Bunun yanında FED sıkılaştırma politikasına geçiş yaptı. Sıkılaştıma politikası ülkenin makro ekonomik verilerine bakarak ve yakından inceleyerek, enflasyon oluştuğunda ülke için hedef enflasyon seviyesi olan %2 yi faiz artışları ile destekleyerek ekonominin seyrini bağımsız olarak rotasında tutmak anlamına geliyor. Kısaca Ülke parasını geri çağırıyor.  Riskli enstrümanlardan sakin sabit gelire gelin mesajını veriyor. Bu durum gelişmekte olan ülkelerde bulunan ve riskli olarak değerlendirilen paranın sahibine dönüş senaryosunu oluşturuyor.

Para artık ucuz değil. Daha önce ucuz finansman yolu ile cari açığımızı kapama şansımız varken artık Türkiye’nin cari açığının finansmanı maliyetli.

Türkiye bu oyuna açık pozisyonları ile yakalandı ve merkez bankasının rezervleri azalmış yakalalandı.

Durum bizim açımızdan sempatik görünmüyor.

Bu yüzden doların süratli yükselişi önlenemiyor. Yine de Türkiye demokrasisi nasıl darbeler ile kesintilere uğramışsa, ekonomisi de sürekli kriz yaşamış bir ülke. Bu yüzden ben bu ekonomik buhranı yüksek dönemden de en az zararla çıkacağımızı düşünüyorum.

Eskiden sadece politik veya ekonomik veya kendi kendimize oluşturduğumuz finansal kaoslar ile uğraşırken, şimdi iki faktör kuvvetli bir şekilde devrede. Fed doların faizini yükseltiyor ve Amerikan başkanı ticaret oyununun kurallarını değiştiriyor.

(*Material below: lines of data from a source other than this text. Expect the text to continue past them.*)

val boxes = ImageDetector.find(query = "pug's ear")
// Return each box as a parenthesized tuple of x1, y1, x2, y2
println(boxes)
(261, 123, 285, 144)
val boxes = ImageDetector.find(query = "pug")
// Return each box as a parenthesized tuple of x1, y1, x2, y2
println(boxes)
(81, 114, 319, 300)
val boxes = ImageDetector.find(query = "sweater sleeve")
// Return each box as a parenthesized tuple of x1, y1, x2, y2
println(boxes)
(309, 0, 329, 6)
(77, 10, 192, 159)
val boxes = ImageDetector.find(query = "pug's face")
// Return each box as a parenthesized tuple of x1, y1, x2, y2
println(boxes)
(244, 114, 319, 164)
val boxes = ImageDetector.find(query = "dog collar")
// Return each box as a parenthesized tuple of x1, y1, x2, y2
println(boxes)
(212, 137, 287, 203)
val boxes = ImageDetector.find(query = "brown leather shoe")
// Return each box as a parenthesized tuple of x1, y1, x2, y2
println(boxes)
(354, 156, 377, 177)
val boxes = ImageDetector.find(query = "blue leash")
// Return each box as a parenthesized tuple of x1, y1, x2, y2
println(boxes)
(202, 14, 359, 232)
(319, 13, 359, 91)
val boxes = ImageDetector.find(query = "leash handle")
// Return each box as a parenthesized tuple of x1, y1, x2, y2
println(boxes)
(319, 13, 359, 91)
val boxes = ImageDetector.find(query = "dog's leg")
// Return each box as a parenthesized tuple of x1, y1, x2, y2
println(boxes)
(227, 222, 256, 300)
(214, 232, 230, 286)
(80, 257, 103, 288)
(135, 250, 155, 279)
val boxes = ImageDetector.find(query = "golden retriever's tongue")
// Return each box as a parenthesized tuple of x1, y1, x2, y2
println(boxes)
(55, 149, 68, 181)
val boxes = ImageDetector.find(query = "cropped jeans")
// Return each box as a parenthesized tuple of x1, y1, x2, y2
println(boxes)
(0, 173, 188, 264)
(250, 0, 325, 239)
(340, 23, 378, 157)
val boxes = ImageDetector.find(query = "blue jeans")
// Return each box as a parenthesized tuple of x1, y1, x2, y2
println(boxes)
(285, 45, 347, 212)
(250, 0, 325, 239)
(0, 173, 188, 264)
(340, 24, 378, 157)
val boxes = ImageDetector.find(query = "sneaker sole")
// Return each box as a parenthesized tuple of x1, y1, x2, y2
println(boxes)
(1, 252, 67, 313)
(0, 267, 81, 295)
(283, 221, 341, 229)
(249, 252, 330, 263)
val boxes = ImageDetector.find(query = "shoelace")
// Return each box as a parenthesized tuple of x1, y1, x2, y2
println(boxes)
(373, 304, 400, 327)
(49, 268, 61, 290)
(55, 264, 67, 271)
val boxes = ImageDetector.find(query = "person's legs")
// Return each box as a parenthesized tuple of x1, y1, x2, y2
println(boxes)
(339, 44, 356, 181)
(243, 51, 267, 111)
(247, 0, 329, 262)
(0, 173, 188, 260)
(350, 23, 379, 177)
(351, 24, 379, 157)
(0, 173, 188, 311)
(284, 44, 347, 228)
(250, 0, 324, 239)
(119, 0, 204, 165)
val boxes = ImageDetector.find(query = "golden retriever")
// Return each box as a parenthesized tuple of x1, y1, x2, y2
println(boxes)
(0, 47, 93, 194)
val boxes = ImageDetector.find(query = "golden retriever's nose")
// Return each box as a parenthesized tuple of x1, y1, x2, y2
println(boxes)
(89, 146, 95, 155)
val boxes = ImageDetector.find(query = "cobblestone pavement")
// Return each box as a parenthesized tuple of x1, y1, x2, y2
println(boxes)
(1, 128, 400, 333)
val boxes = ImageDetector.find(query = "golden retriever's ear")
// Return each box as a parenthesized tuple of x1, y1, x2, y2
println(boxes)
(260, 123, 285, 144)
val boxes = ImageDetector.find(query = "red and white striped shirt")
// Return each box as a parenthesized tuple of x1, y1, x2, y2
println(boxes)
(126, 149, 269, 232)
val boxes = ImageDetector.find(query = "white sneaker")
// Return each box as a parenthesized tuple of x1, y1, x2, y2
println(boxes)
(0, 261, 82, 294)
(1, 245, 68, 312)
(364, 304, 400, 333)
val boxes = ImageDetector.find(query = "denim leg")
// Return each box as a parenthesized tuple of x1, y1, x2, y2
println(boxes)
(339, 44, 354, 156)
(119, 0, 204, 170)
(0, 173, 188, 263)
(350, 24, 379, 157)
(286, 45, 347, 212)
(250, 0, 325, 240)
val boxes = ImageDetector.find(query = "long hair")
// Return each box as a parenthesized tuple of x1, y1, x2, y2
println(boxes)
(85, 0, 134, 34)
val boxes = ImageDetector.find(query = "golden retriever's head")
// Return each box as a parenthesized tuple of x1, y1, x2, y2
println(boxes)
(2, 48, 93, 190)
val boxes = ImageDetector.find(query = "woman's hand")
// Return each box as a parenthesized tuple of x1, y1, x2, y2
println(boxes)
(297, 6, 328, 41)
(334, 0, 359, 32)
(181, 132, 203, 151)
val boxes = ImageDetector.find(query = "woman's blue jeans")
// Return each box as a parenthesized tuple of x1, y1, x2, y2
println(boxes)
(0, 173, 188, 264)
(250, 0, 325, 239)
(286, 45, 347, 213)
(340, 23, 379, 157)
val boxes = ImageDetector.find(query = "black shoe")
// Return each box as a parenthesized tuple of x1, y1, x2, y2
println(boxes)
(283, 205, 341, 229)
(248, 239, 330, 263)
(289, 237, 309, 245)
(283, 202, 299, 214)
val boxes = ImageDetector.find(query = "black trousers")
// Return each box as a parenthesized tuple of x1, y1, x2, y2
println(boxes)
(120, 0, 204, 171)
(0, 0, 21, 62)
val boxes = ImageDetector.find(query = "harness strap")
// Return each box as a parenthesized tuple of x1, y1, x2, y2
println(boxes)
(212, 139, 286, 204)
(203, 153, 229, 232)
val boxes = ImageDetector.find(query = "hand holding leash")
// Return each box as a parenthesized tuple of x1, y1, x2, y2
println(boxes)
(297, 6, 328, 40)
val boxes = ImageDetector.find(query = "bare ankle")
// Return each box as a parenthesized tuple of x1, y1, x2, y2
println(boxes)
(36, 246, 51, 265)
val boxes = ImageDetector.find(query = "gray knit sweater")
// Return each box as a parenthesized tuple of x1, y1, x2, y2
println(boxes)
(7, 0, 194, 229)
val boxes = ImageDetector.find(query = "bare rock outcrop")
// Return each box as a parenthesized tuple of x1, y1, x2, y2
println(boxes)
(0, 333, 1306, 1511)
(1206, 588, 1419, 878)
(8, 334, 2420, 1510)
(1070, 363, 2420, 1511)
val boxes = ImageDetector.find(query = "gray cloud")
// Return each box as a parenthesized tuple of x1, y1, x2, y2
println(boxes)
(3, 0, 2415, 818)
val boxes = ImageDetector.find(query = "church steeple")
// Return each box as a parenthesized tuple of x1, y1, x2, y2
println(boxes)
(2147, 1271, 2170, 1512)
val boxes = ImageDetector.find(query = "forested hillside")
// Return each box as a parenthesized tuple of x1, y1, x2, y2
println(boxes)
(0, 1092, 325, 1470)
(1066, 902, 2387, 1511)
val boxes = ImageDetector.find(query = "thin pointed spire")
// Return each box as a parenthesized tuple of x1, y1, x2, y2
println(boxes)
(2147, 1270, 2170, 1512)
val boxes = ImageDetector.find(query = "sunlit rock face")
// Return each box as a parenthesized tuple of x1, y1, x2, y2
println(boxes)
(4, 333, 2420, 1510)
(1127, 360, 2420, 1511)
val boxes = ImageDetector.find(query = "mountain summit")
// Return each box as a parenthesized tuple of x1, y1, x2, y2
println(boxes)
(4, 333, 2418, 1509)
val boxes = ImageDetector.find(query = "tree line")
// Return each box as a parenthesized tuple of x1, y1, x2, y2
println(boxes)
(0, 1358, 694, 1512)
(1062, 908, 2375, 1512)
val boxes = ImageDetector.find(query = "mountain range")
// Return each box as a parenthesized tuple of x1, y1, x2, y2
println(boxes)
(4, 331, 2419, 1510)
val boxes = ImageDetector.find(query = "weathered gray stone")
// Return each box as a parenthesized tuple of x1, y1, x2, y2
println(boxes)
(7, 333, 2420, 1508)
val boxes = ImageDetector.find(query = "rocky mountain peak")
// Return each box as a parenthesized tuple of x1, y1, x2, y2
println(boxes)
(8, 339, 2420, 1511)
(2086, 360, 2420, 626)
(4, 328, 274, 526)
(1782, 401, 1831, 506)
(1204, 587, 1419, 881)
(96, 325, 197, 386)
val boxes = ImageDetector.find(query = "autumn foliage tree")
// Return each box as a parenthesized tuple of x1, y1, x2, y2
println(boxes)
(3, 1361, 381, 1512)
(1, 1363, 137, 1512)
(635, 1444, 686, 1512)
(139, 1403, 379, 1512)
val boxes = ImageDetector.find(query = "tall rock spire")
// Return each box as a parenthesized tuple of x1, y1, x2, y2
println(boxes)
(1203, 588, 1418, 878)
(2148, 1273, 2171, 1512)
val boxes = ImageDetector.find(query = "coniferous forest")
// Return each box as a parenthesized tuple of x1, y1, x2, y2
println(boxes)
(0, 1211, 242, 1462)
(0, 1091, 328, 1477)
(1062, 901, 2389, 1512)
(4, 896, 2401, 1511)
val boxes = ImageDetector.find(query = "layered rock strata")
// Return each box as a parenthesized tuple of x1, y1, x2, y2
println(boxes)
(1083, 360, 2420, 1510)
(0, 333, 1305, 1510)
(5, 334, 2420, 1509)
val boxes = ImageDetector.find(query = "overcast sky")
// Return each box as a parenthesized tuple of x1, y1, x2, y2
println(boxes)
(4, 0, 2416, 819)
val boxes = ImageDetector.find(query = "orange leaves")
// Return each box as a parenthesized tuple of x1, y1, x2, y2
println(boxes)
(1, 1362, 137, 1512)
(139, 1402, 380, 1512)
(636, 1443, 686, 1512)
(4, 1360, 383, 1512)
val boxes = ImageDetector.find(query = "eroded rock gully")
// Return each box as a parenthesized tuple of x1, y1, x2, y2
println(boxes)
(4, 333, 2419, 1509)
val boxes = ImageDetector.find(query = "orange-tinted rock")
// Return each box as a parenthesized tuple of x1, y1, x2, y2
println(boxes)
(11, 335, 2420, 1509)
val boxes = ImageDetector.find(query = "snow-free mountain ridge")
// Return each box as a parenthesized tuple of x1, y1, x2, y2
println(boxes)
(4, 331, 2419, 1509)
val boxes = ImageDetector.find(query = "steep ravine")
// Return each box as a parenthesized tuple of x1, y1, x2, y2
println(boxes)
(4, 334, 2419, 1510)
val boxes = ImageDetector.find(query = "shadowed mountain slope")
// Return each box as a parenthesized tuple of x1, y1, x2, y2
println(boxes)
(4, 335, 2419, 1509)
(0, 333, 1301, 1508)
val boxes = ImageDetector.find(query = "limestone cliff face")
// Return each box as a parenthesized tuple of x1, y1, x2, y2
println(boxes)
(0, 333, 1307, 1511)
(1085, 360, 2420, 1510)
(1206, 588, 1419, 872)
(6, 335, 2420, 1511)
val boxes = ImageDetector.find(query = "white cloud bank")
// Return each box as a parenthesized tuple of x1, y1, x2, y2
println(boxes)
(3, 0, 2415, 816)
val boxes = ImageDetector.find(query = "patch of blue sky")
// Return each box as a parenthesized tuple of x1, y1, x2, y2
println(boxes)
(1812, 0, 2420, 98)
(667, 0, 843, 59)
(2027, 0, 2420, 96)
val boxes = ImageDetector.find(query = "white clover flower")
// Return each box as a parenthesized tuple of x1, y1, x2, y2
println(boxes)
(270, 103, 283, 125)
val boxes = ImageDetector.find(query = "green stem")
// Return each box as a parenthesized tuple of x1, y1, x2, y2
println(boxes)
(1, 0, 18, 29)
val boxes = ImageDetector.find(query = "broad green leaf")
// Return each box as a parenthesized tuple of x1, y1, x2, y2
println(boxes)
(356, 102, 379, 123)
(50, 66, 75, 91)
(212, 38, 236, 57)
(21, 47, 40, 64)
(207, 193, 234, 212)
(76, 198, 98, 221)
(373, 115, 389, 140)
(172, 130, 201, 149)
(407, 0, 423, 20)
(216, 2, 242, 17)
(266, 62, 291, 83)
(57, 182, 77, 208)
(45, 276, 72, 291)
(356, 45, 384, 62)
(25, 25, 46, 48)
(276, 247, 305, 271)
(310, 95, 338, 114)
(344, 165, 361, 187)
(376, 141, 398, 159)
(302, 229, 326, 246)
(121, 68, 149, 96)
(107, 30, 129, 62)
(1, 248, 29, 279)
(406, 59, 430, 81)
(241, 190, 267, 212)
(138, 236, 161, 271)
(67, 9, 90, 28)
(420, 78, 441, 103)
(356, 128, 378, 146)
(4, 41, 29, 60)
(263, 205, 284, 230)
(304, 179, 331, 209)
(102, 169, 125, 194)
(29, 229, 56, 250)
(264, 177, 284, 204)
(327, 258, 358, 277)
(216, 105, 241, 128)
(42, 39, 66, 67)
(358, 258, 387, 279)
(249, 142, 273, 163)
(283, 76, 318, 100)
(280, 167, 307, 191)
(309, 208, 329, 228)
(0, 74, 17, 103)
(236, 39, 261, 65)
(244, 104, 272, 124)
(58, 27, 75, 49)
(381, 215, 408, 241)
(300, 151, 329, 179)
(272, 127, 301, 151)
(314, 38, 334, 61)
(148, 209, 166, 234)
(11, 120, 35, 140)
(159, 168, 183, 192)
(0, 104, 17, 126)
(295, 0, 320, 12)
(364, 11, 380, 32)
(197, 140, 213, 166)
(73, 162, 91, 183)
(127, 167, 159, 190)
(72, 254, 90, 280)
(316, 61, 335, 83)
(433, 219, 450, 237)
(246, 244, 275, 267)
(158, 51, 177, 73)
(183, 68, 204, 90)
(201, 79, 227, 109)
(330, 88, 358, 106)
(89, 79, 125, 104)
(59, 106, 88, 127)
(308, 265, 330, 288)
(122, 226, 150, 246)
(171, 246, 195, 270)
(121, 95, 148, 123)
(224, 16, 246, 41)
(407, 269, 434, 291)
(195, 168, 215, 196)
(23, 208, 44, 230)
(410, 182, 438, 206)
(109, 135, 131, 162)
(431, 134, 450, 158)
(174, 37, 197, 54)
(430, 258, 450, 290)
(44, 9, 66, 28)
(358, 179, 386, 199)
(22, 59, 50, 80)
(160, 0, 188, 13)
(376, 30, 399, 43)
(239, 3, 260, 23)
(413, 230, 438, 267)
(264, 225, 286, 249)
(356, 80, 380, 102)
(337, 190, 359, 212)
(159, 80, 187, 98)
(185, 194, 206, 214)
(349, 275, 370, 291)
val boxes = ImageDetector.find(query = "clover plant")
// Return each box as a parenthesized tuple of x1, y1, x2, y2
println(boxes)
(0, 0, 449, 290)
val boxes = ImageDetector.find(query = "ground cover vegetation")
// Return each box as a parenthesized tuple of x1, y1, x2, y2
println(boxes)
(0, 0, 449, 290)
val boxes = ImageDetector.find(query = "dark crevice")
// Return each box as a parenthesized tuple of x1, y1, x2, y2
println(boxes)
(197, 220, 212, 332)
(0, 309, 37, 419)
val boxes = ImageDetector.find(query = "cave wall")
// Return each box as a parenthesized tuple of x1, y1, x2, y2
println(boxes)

Kısaca politik türbülans, ekonomik türbülansı ikiye katlamış durumda.  Oluşan ekonomik türbülans ise hemen hemen her ülkenin makro ekonomisini, şirketleri etkileyerek,  türbülansı yüksek bir iş piyasası oluşturuyor. Bu durum çabuk düzelmeyecek buna hazırlıklı olmak lazım.  Masadaki bütün taşlar yeniden sayılıp dağıtıldığı bir ortamda iş piyasası da çekingen ve dengeli bir yaklaşım segileyecek anlamına geliyor.

EKONOMİK TÜRBÜLANSIN MİKRO EKONOMİYE VE İŞ PİYASALARINA ETKİSİ

Ekonomik türbülansın yüksek olduğu dönemlerde  şirketler, kendi içlerine eninde sonunda bakmak zorunda. Bu bakış, Pazar performansına, müşteri yapısına, yenilikçilik ivmesine, ürünlerine, maliyet yapısına, finansal performansına, teknolojiyi kullanma ivmesine ve çalışan yapına bakarak temel noktalarda maliyet avantajı yaratacak önlemlere doğru yöneliyor. Bu şekilde şirket piyasalarda ortaya koyduğu satış performansında bir gerileme olsa dahi, etkin maliyet yönetimi ile kendi yaşam suyu olan karlılığını korumanın yollarını arıyor.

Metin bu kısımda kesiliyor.